Abstract
We previously found that, in newborn pigs, prolonged asphyxia results in significant decreases in cerebral periarachnoid CSF cAMP during the recovery period. The decreases in cAMP were well correlated with reduced dilator responses to stimuli utilizing cAMP as a second messenger. We hypothesize that prolonged asphyxia can also inhibit cAMP accumulation in human newborn CSF. The normal range of CSF cAMP in newborn babies was determined via CSF of neonates requiring a spinal tap during infection work-up. Babies who had no findings indicative of CNS pathology including negative CSF culture were considered to be the control group ( n= 23). The asphyxiated group consisted of babies with known perinatal asphyxia based on fulfillment of the asphyxia criteria (intrapartum distress, abnormal blood pH, Apgar score, and related clinical findings).
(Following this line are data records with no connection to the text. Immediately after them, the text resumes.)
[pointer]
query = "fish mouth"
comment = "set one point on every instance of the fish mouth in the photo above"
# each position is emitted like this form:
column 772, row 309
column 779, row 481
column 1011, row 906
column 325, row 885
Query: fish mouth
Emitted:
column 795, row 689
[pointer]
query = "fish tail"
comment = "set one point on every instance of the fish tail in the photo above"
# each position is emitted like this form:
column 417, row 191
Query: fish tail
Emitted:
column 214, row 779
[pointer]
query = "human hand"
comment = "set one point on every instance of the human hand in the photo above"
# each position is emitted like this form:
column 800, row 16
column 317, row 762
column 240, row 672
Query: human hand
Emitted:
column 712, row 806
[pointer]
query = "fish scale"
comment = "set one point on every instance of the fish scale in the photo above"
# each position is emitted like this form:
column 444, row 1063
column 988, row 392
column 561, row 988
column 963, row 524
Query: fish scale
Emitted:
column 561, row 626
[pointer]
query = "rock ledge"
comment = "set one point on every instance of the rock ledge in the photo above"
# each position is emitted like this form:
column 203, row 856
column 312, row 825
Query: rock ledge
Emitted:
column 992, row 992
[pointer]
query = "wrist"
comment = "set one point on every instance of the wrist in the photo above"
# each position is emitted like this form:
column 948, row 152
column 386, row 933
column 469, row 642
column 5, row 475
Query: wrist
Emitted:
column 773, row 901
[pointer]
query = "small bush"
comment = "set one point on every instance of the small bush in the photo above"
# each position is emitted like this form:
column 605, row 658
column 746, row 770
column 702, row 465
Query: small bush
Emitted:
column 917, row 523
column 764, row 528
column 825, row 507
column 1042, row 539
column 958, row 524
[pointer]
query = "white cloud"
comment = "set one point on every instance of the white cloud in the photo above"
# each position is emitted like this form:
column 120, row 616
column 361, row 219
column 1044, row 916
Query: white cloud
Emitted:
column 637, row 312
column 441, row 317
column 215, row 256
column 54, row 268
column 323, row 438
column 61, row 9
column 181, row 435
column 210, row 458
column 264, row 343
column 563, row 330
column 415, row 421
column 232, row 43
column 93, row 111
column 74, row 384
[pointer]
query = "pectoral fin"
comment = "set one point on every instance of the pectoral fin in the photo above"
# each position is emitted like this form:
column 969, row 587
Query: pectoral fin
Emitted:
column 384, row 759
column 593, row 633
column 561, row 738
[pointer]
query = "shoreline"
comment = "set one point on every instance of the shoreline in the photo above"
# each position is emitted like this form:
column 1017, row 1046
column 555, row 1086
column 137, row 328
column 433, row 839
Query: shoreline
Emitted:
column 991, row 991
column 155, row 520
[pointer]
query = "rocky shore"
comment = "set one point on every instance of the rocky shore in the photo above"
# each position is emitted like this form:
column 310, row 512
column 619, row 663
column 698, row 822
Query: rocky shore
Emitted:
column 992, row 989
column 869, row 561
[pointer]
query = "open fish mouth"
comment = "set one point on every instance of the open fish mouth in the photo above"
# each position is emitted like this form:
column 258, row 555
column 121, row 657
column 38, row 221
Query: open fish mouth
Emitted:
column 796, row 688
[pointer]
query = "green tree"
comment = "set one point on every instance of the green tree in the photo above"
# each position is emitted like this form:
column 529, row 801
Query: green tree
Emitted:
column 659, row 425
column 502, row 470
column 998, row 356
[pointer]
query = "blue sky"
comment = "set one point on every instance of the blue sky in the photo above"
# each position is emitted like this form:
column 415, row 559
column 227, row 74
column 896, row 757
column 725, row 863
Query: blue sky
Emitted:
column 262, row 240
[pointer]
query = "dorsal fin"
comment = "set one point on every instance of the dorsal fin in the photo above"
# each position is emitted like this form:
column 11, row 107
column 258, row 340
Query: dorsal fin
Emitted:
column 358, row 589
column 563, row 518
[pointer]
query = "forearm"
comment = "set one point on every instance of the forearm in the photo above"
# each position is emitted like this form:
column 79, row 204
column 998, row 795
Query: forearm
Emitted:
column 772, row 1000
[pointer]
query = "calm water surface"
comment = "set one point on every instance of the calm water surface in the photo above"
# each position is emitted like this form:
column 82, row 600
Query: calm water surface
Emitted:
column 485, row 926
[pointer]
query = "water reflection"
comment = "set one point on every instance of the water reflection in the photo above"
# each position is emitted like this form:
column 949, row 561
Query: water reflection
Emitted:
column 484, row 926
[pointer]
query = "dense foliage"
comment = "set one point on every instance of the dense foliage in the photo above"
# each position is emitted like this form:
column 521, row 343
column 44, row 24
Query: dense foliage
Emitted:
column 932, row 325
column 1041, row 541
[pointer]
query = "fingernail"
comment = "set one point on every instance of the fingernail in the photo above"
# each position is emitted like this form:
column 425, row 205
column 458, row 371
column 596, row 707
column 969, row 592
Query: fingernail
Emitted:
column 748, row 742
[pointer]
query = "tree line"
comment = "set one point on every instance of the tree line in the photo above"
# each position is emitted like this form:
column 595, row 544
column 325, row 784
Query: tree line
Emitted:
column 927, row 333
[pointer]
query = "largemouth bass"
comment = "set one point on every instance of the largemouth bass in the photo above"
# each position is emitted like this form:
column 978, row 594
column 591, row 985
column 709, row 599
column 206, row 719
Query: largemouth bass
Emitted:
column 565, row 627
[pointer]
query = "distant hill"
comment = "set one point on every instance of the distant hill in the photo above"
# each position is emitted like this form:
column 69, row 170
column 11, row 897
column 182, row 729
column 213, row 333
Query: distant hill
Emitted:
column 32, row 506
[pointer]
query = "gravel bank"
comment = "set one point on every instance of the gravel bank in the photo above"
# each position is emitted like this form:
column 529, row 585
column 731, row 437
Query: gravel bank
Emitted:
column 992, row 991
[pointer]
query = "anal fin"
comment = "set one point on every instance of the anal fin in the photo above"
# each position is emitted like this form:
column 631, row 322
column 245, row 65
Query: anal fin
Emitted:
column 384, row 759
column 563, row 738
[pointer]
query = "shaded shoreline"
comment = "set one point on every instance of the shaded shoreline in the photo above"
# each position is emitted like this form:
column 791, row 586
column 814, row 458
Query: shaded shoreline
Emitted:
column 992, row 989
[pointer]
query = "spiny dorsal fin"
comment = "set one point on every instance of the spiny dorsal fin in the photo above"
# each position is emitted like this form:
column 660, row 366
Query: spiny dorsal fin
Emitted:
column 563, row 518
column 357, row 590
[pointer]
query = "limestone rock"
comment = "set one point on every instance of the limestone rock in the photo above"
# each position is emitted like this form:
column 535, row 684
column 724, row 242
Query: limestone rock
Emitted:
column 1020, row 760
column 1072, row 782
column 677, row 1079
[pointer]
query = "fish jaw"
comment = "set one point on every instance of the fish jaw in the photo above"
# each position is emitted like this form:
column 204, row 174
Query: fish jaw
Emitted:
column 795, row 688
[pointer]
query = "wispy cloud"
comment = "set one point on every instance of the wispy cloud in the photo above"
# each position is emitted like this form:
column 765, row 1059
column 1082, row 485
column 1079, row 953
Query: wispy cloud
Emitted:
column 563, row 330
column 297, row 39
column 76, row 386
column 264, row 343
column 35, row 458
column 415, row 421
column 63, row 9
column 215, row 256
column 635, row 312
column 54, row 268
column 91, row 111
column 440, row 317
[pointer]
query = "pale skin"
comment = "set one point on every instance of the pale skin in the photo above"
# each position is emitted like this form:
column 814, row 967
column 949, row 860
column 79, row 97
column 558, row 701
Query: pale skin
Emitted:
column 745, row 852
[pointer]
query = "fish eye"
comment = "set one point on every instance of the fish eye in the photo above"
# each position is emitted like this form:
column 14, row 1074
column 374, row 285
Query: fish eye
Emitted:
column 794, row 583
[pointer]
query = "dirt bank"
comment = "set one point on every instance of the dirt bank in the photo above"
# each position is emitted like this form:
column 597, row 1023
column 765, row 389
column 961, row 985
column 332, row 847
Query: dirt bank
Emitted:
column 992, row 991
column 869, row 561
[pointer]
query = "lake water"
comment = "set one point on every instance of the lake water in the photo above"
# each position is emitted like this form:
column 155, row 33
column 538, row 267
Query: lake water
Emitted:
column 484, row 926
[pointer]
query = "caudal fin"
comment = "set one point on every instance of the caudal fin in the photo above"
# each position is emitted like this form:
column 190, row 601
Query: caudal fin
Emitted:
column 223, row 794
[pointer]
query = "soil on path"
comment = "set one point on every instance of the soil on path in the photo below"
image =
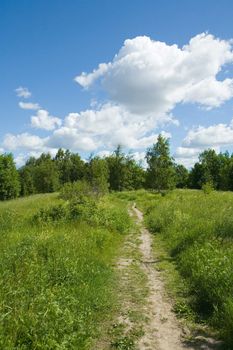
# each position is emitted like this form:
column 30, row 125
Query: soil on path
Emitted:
column 162, row 331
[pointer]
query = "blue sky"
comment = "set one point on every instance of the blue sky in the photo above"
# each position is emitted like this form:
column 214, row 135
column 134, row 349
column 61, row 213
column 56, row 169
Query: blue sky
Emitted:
column 44, row 45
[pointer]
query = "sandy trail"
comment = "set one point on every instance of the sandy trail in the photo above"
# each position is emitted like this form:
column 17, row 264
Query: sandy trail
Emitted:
column 163, row 331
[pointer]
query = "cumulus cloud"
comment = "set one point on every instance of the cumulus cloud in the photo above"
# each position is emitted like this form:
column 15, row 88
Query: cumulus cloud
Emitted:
column 24, row 141
column 105, row 128
column 150, row 76
column 200, row 138
column 23, row 92
column 211, row 136
column 29, row 105
column 42, row 120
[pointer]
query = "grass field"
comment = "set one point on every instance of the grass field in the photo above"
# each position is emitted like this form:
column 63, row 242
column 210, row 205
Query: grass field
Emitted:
column 58, row 286
column 196, row 230
column 57, row 283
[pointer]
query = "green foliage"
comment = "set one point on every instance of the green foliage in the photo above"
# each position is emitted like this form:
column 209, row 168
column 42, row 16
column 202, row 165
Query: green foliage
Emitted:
column 70, row 166
column 207, row 187
column 57, row 284
column 98, row 175
column 124, row 172
column 182, row 176
column 76, row 191
column 160, row 172
column 26, row 180
column 197, row 231
column 9, row 180
column 46, row 176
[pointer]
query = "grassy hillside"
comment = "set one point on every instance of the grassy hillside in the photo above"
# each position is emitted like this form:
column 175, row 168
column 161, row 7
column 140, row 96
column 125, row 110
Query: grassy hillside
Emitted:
column 197, row 232
column 56, row 279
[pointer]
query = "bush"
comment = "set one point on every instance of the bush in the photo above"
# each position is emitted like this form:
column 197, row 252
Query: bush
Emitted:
column 54, row 213
column 76, row 191
column 198, row 232
column 208, row 187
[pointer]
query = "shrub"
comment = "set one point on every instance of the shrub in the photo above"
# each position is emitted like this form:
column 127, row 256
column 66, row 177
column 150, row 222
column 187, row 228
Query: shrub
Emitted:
column 207, row 187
These babies required spinal laps as part of a septicemia work-ups, but subsequently were found to have no CNS infection. CSF cAMP was markedly reduced in asphyxiated neonates as compared to nonasphyxiated controls ( 6750+2000 vs. 23800+2200 fmol/ml). We conclude that the CSF cAMP can be used as an adjunct to other tests for confirmation of asphyxia. Further, coupled with the results from asphyxiated newborn pigs, these data suggest inhibition of the cAMP system may compromise cerebrovascular regulation in asphyxiated human newborns.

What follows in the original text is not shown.